Christianity Today has a helpful series of exchanges between Collin Hansen, author of Young, Restless and Reformed  and Tony Jones, author of The New Christians: Dispatches from the Emergent Frontier. The tone of the exchange is friendly and Hansen is doing a good job extracting the real differences between young evangelicals on the Reformed front versus younger evangelicals in the Emergent camp. Jones seems content to talk more about friendship than anything else.

I think Hansen overstates things in his assumption that the difference between young Reformed believers and Emergent believers isn’t primarily theology, but epistemology. There is a growing amount of substantial evidence that would lead one to the conclusion that theology is a key difference between these two streams of spirituality (I hesitate to use the term Christian faith because there is enough about the Emergent conversation and their understanding of the gospel that the term Christian may too broad and perhaps compromising).

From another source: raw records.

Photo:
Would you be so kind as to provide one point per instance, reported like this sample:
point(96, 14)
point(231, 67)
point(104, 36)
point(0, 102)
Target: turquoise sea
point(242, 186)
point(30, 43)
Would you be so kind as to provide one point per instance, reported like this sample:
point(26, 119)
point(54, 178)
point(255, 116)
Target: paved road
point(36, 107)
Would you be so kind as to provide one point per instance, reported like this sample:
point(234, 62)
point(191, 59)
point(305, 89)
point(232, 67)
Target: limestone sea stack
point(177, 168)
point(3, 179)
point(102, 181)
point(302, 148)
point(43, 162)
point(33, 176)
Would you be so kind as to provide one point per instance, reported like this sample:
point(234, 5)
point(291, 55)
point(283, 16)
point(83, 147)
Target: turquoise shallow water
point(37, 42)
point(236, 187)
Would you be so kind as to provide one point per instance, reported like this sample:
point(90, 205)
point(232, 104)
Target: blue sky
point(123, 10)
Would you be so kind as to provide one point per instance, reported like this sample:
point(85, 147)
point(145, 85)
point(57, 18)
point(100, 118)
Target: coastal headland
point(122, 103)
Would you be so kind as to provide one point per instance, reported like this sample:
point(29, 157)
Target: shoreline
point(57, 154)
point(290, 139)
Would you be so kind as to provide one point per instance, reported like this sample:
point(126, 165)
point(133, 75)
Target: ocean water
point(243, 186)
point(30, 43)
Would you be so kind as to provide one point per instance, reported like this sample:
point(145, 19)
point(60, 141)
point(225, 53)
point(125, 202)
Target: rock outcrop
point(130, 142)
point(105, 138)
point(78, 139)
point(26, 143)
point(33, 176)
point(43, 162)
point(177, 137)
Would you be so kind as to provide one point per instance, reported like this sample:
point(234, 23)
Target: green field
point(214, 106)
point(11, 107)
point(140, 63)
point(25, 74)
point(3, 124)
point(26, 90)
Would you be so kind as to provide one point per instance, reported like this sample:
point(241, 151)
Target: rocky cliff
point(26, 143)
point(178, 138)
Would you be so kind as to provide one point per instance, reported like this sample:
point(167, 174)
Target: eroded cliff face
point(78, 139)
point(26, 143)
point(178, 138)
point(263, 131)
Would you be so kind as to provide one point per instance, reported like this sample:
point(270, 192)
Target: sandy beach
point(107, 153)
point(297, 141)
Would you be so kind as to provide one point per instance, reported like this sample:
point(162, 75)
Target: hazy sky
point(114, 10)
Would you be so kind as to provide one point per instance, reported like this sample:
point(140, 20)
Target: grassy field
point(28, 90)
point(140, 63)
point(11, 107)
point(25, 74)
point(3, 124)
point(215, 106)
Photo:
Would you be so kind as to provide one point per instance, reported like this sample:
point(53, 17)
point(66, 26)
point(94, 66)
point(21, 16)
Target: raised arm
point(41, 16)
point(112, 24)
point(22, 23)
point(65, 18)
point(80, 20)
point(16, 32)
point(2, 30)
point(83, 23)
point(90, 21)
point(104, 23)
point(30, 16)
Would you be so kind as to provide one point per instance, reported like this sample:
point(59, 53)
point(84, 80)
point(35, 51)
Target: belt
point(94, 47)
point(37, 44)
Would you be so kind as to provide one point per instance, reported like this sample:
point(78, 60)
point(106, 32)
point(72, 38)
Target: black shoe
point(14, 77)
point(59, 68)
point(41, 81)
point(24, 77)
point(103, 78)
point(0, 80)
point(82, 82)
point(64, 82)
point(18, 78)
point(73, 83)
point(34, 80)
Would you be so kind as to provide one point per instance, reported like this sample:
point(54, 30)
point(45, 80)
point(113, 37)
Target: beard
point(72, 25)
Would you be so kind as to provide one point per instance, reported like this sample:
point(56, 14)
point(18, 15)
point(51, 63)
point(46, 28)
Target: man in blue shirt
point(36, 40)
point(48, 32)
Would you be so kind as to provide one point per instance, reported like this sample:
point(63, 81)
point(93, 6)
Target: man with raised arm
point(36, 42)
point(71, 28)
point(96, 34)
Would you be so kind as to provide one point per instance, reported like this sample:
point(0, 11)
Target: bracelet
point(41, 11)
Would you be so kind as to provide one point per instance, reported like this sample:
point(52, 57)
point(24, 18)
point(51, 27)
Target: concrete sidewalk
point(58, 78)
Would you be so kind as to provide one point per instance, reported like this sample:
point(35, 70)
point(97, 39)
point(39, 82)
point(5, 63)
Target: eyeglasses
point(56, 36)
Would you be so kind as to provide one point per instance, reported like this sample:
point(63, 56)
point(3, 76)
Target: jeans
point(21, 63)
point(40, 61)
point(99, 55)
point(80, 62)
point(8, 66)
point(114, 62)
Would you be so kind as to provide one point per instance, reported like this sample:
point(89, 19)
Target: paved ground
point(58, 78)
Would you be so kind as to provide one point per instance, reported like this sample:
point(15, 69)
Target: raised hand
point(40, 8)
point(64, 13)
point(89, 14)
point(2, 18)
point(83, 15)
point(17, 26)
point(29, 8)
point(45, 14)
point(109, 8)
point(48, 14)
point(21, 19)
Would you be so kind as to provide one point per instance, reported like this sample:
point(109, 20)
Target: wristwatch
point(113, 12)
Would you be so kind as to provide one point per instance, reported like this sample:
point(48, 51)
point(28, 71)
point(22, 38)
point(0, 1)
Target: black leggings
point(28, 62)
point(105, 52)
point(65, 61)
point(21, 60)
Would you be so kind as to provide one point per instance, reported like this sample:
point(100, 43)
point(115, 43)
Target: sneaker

But Hansen makes a key distinction about epistemology that I found helpful.

Where we probably differ is not so much on theology, but on epistemology. That is, it seems the difference between the people you profile in Young, Restless, Reformed seem pretty darn sure that they’ve got the gospel right, whereas the Emergents that I hang out with are less sure of their right-ness. In fact, they’re less sure that we, as finite human beings, can get anything all that right.

Here’s another way I’d explain the differences. An American Christian today is beset by globalization, pluralism, and postmodernism (three terms that I use interchangeably). In other words, the world is a confusing mess. I think that conservative, evangelical, Reformed theology offers sure answers spoken in tones of certainty by authority figures. Emergent Christianity, for better and worse, offers more ambiguous answers (and even more questions!) in tones of less certainty — but, hopefully, at least with what Lesslie Newbigin called “proper confidence.”